Mon Dec 4th through Sat the 9th, 2017 at Long Beach Convention Center
In this paper the authors essentially propose to train a MLP to generate proposal samples which are used to estimate the partition function Z of an undirected model. Instead of using straight importance sampling to estimate Z (which would be an unbiased estimator for Z), they propose a bound that overestimates Z^2 *in expectation*. While the authors highlight around line 70 that this only works when q is sufficiently close to p, I think it should be made even clearer that almost any estimate with a finite number of samples will *underestimate* Z^2 when q is not sufficiently close. I agree with the authors that this is probably not an issue at the beginning of training -- but I imagine it becomes an issue as p becomes multimodal/peaky towards convergence, when q cannot follow that distribution anymore. Which begs the question: Why would we train an undirected model p, when the training and evaluation method breaks down around the point when the jointly trained and properly normalized proposal distribution q cannot follow it anymore?

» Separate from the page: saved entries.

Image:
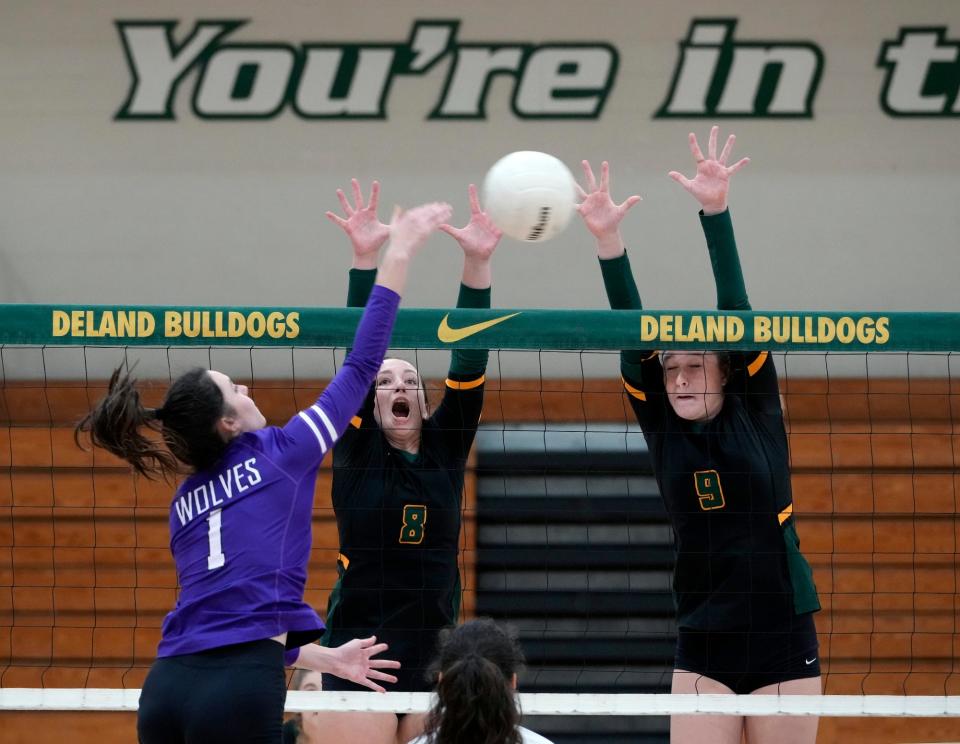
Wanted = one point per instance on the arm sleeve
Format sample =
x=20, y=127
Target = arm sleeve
x=313, y=431
x=458, y=414
x=641, y=370
x=470, y=363
x=360, y=286
x=753, y=375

Nevertheless, I find the approach interesting and the experiments show that it seems to work for small scale dataset. I think the paper could be improved by paying more attention to this aspect and by investigating the behaviour at the point when q cannot track p anymore.
-- update --
I would like to thank the authors (and the other reviewers) for their feedback.
I'm still concerned that the focus on the upper bound property of the Z^2 estimator creates a false sense of reliability. I tested the estimator empirically: I used a 10 dim Gaussian as a proposal distribution to estimate Z^2 for another 10 dim Gaussian. Both shared their mean, but while p had a std-deviation of 0.2, q had a std.-deviation of 1. Here the ground truth Z^2 is 1 because p is already a properly normalised distribution. I found that the proposed estimator almost always severely *underestimates* Z^2 for most finite sets of samples from q, even though they constructed the estimator to be an upper bound on Z in expectation (code attached).
I would therefor encourage the authors to more explicitly state that the proposed estimator will underestimate Z^2, even though it is an upper bound in expectation.
Nevertheless, I think the paper is well written, technically correct and contributes an interesting idea. I therefore updated my overall rating to 6 (marginally above acceptance threashold).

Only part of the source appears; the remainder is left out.